DALLAS — Microsoft has issued an alert warning that hackers are actively exploiting a critical vulnerability in its SharePoint Server software used by businesses and government agencies to share documents internally.
The company said the flaw affects only on-premises SharePoint servers and does not impact SharePoint Online through Microsoft 365. Microsoft has released emergency security updates and urged customers to install them immediately.
According to Palo Alto Networks, at least 54 organizations, including banks, universities, and government agencies, have already been compromised.
“Attackers are bypassing identity controls and stealing sensitive data,” said Michael Sikorski, chief technology officer at Palo Alto Networks’ Unit 42. “If your SharePoint server is exposed to the internet, you should assume it’s been compromised.”

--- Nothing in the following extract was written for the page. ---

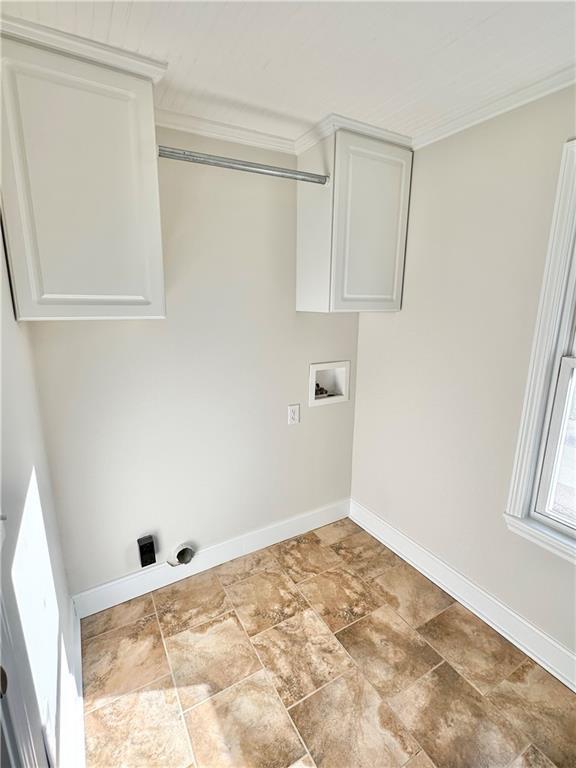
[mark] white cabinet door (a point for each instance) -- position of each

The exploited flaw, tracked as CVE-2025-53770, allows remote code execution. A second related bug, CVE-2025-53771, involves spoofing over a network. Microsoft says both issues are linked to a larger exploit chain and have been addressed in recent patches.
The FBI confirmed it is aware of the attacks and is coordinating with federal and private sector partners. Microsoft said it is working closely with agencies including CISA and the Department of Defense Cyber Command.
The U.S. Cybersecurity and Infrastructure Security Agency (CISA) has added the vulnerability to its Known Exploited Vulnerabilities list, requiring federal agencies to apply the fix by July 21.